Bla-bla-bla-bla, etc.... Tant mieux, ça occupe.
Suggestion d'activité: compiler toutes les analyses d'eau potable en Lozère (ou en Aveyron, Lot, Gard, Hérault etc) ... sur les tous sites de captage en bordure de Causses ou en fond de vallée, et leurs évolutions sur les 10 dernières années en distinguant les années avec sécheresse et pluies excessives. Cela n'ira pas forcément dans le sens de la thèse que tu sembles défendre, pour autant qu'on puisse en dégager une dans le fatras. Mais tu y trouveras de quoi copier-coller en abondance, afin de nous servir idéalement un mémoire structuré thèse-antithèse-synthèse dont on se régale par avance.

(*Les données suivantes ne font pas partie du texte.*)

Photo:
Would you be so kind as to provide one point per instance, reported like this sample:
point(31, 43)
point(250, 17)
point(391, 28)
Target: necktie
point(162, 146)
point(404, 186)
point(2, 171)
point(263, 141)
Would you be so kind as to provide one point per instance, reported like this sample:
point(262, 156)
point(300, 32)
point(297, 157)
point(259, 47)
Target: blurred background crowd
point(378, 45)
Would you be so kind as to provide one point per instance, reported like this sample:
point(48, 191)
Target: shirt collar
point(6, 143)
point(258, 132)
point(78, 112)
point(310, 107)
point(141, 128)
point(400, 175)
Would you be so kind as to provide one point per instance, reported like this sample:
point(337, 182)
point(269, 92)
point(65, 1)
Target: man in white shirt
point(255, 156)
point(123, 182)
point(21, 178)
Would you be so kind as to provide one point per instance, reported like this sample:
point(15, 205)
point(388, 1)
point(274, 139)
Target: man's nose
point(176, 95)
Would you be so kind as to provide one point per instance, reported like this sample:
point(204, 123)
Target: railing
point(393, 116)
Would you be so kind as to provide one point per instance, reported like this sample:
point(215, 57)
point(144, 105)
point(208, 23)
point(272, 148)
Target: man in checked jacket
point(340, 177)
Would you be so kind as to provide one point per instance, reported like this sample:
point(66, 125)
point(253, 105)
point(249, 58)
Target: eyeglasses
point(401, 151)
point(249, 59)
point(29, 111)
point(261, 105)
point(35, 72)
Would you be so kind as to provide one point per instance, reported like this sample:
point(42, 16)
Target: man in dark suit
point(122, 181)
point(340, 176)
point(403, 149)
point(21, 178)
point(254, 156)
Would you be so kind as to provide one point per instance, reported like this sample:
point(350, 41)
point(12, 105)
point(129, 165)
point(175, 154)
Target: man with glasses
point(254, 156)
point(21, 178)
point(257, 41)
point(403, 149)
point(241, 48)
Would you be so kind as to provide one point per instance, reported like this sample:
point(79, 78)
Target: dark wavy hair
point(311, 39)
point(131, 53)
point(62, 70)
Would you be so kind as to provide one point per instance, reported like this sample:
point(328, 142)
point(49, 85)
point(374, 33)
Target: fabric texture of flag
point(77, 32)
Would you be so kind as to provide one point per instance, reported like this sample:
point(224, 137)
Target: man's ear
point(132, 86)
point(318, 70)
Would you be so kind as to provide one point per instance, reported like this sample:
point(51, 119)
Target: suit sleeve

Attention quand même aux accusations de plagiat.
Tout cela pour dire quoi ? Enfoncer la porte ouverte qui consiste à dire que si cette eau est si souvent considérée comme impropre à la consommation, c'est également à cause de son traitement ? De l'abaissement des seuils de polluants ? Pas de l'état biologique et chimique en amont des sources captées pour l'eau potable ?
Dans mon village ce sont les nitrates qui sont sous surveillance et donnent lieu à des alertes. L'eau du robinet est traitée par ozonation, très efficace bactériologiquement, mais pas sur ces polluants qui posent souci quand il y a sécheresse, ou à l'inverse fortes pluies.
Puisque tu veux l'ignorer dans l'exemple ci-dessus: l'automne 2024 dans notre région correspond à une période de niveau historiquement bas des nappes phréatiques. Stade hélas largement dépassé cette année, malgré un hiver un automne et un hiver 25-26 très humides qui avait donné lieu à un remplissage à un niveau plus observé depuis 5 à 6 ans.
Ben oui, il va bien falloir corréler ces périodes d'eau du robinet impropre à la consommation aux aleas climatologiques; sécheresses, episodes cévenols, méditérranéens etc... enregistrés sur le même temps. C'est plus parlant et plus complet.